Um den Bedürfnissen der Konsumenten Rechnung zu tragen, müssten die Medien individueller und interaktiver werden, lautet eine der zentralen Forderungen des Think-Tank. Dabei reichen die Vorschläge von Online-Plattformen mit einem hohen Servicegrad bis zu einem "Re-Packaging" und Verschmelzen von Inhalten verschiedener Medien (z.B. dem Sportteil vom Blick, zusammen mit dem Regionalteil des Tages-Anzeigers und dem Wirtschaftsbund der NZZ). Auf Seiten der Werbeauftraggeber stehen unter anderem der Wunsch nach online verfügbaren Instrumenten zum 1:1-Marketing im Vordergrund und "1-Stop-Shop"-Verkaufsorganisationen, die auf Multi-Channel-Werbung zugeschnitten sind. Insgesamt fordert der Think-Tank, dass sich die Medien klarer als bisher positionieren, z.B. als Informations-, Unterhaltungs-, Service- oder Wirtschafts-Marke. Neben journalistischer Integrität und Glaubwürdigkeit werden in Zukunft die folgenden Werte für die Medien besonders wichtig sein: Geschwindigkeit, Einfachheit, Transparenz, Interaktion, Emotionalität, Engagement, Persönlichkeit, Vielfalt und Innovation.

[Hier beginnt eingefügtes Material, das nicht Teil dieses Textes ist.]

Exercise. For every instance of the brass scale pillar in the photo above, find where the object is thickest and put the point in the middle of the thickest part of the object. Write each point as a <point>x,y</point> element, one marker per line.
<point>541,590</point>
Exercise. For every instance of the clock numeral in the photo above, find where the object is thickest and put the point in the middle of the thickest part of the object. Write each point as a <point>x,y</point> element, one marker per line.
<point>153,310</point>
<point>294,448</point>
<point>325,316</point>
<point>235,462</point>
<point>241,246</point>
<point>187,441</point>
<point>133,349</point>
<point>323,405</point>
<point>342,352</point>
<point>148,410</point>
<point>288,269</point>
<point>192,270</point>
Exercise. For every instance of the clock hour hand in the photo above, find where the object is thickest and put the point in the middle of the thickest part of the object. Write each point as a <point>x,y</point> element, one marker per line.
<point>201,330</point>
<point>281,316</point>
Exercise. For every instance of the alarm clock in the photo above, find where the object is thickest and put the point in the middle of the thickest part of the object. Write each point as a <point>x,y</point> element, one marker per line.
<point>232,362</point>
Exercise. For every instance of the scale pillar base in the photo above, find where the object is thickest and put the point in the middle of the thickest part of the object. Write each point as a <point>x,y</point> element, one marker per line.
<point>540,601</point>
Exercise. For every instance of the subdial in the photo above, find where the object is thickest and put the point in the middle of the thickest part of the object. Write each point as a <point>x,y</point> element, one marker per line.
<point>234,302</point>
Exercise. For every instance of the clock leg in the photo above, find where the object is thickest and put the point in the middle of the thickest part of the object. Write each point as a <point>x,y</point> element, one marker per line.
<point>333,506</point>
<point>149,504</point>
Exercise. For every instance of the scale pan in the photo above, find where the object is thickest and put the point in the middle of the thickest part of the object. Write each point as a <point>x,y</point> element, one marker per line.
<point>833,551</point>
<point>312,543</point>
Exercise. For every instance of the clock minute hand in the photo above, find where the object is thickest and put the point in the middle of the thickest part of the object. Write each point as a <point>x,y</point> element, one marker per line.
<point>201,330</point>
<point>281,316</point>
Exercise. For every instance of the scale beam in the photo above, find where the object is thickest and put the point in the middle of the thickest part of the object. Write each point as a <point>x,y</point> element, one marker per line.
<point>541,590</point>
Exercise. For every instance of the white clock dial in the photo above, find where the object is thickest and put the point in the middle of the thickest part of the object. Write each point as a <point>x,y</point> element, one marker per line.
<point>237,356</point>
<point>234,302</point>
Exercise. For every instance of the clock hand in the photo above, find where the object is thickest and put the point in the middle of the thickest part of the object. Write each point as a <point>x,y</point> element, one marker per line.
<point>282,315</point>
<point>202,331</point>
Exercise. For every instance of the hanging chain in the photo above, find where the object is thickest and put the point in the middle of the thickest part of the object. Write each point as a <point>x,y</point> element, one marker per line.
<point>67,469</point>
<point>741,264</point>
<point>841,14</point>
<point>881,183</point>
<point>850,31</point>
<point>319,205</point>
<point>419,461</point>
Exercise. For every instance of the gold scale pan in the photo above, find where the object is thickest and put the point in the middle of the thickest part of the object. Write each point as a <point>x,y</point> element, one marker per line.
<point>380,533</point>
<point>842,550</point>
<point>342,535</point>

Monopolistische Trägheit, fehlende Risikobereitschaft, ungenügende Ressourcen

Punkto Innovation stellt die von Moderatoren des Management Zentrum St. Gallen gecoachte Arbeitsgruppe den einheimischen Medienhäusern allerdings keine genügenden Noten aus. Die Schweizer Medien-Unternehmen seien zwar gute Kopierer, aber monopolistische Trägheit, fehlende Risikobereitschaft und ungenügende Ressourcen würden in der Regel echte Innovationen verhindern. Die Arbeitsgruppe kritisiert in diesem Zusammenhang mangelndes Know-how sowohl auf Seiten des Managements als auch bei den Journalisten. Eine besondere Schwachstelle sind das Marketing und ein institutionalisiertes Scouting neuer Trends. Unter anderem wird deshalb vorgeschlagen, im Management mehr branchenfremde Quereinsteiger zu integrieren und Benchmarking-Studien mit Unternehmen aus anderen Wirtschaftszweigen durchzuführen. Auf publizistischer Seite werden ein berufsbegleitender Ausbildungslehrgang "Master of Journalism" gefordert und ein Lohnsystem, das Eigeninitiative bei der Weiterbildung salärmässig berücksichtigt.